Lavanya Ravindran
The first AI pilot allows autonomous aircraft to traverse crowded skies.
Artificial intelligence can safely avoid crashes, forecast other aircraft's intentions, track and coordinate with their actions, and communicate with pilots and air traffic controllers via radio. The researchers from Carnegie Mellon University hope to develop the AI to the point where its actions are indistinguishable from those of a human pilot. To engage with other aircraft as a human pilot would, the AI communicates its intent with other aircraft, whether flown or not, using both vision and natural language. This conduct results in safe and socially acceptable navigation. The researchers achieved this implicit cooperation by training the AI on data collected at Allegheny County Airport and Pittsburgh-Butler Regional Airport, which included air traffic patterns, aircraft photographs, and radio broadcasts. Six cameras and a computer vision system are used by the AI to detect neighboring planes in a way comparable to that of a human pilot. Its automatic voice recognition component employs natural language processing techniques to comprehend incoming radio signals as well as converse with pilots and air traffic controllers via speech.

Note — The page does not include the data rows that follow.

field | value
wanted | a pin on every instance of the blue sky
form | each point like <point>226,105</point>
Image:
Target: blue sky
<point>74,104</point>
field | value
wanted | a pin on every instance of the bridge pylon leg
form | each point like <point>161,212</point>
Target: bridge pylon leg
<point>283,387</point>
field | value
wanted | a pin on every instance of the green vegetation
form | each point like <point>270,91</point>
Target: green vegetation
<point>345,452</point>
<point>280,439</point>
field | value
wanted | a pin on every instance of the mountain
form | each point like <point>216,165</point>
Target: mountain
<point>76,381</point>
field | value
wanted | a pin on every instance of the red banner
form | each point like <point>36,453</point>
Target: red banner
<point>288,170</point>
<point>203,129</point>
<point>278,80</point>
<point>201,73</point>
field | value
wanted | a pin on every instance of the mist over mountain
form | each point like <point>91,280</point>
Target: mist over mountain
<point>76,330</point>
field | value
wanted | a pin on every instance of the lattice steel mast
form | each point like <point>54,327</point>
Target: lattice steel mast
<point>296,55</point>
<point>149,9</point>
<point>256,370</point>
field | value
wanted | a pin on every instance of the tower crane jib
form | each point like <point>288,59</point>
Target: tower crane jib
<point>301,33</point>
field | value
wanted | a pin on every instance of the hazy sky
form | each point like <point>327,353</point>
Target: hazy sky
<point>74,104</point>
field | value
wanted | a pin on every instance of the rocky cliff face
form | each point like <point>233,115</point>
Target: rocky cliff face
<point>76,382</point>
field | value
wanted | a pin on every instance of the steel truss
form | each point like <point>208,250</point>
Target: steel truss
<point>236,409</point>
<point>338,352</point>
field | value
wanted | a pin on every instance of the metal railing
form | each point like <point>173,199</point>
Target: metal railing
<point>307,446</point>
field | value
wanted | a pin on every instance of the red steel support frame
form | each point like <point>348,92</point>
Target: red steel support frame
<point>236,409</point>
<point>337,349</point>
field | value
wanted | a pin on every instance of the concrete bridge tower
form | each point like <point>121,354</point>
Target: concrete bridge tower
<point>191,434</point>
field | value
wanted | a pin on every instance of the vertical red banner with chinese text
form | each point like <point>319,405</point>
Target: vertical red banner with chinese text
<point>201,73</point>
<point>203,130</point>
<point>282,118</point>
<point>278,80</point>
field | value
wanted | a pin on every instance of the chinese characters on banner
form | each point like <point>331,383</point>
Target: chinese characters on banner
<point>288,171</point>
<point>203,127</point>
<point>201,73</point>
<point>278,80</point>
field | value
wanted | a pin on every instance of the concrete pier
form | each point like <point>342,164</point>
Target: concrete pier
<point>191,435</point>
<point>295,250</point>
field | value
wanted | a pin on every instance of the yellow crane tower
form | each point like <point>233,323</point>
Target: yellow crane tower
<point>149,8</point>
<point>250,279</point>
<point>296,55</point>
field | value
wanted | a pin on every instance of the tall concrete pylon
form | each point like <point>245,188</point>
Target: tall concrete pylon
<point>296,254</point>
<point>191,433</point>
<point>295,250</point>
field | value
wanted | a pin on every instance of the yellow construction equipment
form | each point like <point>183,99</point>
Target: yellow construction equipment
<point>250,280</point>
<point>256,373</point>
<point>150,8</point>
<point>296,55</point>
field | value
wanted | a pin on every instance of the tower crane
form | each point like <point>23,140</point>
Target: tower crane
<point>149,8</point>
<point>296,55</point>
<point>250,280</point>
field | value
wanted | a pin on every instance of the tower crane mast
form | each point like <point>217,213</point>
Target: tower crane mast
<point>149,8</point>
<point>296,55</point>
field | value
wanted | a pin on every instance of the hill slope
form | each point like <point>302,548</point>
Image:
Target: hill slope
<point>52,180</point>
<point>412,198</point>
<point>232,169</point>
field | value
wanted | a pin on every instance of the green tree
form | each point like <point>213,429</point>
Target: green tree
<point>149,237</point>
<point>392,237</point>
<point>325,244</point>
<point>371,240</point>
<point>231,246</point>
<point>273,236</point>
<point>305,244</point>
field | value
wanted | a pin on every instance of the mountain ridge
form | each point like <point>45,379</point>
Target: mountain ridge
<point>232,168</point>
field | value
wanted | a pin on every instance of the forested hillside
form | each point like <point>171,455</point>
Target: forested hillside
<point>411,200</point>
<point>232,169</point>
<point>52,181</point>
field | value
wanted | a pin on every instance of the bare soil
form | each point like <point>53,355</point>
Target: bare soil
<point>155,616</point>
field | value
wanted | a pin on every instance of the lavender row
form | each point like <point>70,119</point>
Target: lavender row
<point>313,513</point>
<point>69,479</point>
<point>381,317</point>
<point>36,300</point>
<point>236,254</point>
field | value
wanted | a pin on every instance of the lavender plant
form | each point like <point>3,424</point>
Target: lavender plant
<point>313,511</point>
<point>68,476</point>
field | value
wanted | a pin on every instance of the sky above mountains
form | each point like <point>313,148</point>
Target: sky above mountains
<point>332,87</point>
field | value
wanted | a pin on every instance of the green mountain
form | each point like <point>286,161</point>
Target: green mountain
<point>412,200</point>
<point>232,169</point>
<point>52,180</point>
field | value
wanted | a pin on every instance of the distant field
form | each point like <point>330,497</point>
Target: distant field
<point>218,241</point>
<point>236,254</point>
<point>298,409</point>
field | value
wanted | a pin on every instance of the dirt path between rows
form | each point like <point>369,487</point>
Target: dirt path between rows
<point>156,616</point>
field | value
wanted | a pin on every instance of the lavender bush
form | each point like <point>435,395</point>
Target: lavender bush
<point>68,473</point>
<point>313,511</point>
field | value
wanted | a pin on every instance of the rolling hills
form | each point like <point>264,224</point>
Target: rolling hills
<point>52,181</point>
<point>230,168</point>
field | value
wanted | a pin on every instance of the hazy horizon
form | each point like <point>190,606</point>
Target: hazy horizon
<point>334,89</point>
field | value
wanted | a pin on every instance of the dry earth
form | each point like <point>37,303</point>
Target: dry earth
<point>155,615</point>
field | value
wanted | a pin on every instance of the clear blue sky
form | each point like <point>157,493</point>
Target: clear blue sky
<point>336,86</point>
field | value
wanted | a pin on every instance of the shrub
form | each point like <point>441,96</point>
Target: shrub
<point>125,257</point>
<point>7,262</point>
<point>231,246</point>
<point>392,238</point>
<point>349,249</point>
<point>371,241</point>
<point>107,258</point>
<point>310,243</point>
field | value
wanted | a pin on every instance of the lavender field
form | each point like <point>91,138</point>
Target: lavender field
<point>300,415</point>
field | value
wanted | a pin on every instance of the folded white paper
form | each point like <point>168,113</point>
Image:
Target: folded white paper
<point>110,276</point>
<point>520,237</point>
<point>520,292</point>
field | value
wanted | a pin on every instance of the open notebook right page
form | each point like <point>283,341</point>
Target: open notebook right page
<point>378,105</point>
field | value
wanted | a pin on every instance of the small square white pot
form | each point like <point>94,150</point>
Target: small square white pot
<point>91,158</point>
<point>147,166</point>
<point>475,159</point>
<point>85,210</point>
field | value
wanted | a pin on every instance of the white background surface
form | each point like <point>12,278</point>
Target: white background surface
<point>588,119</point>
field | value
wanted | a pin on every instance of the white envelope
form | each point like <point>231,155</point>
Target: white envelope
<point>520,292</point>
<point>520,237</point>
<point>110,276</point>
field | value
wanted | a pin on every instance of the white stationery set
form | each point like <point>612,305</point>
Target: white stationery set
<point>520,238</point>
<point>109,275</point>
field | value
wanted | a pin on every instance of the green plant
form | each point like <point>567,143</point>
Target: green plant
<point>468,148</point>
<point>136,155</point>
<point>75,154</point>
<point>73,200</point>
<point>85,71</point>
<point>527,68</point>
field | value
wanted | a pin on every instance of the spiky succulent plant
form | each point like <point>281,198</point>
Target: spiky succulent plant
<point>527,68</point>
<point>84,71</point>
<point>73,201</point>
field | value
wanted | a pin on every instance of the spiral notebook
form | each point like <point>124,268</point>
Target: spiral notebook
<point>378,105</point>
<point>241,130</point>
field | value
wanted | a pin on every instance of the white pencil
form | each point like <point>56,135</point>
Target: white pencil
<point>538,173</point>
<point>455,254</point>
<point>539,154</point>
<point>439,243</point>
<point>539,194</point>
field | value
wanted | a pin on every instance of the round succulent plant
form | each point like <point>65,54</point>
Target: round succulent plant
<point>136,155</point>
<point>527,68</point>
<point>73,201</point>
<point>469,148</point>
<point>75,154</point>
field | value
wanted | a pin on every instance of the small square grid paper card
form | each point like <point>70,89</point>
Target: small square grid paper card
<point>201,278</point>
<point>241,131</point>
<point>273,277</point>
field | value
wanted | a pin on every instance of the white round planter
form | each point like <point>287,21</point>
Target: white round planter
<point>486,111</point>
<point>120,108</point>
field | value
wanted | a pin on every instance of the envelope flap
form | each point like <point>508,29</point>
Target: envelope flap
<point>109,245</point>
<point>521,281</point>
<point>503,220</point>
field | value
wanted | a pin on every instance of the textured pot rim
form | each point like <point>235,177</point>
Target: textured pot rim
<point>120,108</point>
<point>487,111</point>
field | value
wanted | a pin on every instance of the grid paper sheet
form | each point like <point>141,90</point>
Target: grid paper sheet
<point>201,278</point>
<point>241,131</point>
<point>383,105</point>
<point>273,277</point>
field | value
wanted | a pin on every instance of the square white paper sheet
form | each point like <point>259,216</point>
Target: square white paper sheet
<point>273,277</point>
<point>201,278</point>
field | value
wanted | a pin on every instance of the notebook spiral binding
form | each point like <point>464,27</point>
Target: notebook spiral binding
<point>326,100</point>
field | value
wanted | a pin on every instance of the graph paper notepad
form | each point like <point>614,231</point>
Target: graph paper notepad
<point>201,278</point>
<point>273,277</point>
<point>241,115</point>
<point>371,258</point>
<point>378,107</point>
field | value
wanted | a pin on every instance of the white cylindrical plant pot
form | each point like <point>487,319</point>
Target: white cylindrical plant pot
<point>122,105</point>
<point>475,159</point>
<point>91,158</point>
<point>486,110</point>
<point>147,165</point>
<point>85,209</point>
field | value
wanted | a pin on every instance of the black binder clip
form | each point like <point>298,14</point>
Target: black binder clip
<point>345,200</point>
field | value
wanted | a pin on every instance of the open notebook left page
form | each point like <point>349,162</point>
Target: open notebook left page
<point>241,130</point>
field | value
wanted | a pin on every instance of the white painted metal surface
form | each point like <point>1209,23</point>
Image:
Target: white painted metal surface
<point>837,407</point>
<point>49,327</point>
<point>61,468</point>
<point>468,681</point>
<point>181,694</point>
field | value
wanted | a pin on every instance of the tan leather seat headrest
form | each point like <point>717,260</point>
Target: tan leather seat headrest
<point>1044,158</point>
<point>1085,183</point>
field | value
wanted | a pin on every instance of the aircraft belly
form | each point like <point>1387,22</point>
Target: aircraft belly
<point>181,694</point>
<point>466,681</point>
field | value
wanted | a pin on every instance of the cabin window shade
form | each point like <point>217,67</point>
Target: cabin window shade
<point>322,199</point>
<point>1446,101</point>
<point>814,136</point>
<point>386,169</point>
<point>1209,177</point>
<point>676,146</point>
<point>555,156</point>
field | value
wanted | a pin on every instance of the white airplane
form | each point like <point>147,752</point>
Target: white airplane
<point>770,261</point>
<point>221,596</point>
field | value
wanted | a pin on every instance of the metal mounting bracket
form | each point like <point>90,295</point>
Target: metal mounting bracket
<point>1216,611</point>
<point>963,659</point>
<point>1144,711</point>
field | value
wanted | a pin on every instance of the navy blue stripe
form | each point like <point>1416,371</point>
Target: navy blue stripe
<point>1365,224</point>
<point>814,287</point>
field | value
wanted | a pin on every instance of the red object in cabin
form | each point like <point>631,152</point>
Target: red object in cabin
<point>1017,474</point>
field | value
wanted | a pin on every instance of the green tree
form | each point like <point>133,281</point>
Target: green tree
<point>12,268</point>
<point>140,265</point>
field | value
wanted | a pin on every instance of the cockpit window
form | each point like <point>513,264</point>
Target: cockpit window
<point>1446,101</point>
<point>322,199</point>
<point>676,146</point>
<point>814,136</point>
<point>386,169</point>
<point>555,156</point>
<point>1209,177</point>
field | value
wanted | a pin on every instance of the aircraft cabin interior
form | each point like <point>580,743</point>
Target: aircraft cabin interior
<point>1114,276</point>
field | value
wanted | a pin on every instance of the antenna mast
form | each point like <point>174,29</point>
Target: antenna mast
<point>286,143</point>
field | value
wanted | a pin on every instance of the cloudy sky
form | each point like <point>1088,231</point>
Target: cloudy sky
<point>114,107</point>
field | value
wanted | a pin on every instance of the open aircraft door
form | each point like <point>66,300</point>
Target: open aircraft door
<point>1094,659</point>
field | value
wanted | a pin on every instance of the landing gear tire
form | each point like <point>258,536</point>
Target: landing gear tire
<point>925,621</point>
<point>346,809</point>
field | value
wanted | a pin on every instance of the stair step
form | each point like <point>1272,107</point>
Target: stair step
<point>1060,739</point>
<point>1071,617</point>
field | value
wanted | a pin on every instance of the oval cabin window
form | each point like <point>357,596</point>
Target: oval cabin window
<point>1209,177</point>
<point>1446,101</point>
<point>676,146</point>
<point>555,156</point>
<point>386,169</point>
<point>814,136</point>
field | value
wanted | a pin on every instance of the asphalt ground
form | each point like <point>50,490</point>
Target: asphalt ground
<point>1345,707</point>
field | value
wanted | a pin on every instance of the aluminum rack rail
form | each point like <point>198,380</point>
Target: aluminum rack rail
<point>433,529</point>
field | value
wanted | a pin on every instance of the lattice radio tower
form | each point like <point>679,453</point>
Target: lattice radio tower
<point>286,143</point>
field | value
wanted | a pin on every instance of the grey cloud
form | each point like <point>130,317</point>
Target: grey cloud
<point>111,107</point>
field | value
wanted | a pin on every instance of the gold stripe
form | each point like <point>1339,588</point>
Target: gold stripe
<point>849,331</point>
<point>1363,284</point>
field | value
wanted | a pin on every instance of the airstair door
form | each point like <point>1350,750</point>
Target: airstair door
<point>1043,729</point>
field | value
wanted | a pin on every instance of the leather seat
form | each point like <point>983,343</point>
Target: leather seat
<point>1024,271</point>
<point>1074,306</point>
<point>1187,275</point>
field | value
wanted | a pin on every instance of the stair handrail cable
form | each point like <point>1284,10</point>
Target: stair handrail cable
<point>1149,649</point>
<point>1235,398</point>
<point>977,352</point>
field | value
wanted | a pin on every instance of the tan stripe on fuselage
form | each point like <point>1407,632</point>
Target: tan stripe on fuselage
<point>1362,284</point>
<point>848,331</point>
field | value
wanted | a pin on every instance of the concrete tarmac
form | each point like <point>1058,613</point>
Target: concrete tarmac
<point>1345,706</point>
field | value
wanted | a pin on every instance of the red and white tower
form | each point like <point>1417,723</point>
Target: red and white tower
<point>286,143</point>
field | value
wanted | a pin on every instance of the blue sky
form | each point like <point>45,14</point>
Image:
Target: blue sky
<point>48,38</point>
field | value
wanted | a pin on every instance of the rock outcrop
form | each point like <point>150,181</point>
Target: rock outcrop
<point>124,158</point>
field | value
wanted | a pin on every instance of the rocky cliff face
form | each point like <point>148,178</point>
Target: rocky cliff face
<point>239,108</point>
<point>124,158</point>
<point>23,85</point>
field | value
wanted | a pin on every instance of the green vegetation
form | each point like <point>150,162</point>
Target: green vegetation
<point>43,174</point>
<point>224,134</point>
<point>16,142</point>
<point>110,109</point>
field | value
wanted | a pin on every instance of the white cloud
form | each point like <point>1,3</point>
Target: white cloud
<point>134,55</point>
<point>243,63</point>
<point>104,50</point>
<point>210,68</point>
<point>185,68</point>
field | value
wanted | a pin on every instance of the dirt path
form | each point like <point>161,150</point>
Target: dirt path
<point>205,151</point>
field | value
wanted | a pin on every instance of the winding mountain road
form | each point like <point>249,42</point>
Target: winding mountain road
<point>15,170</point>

Drones, air taxis, helicopters, and other aircraft will have more opportunities to operate – transferring people and cargo, checking infrastructure, treating fields to protect crops and monitoring for poaching or deforestation – frequently without a pilot at the controls. However, these aircraft will have to fly in an area already packed with small planes, medical helicopters, and other aircraft. While autopilot controls are prevalent on commercial airliners and other aircraft flying at higher altitudes under instrument flight rules (IFR), building an AI to handle the often congested and pilot-controlled lower-altitude traffic flying under visual flight rules (VFR) has proven difficult. The AI developed by the team is intended to communicate with aircraft in VFR airspace. The AI pilot has yet to be tested on actual aircraft, but it has done well in flight simulations. The team sets up two flight simulators to test the AI. The AI controls one, while a person controls the other. Both fly in the same airspace. Even if the person at the controls is inexperienced, the AI can safely navigate around the piloted aircraft.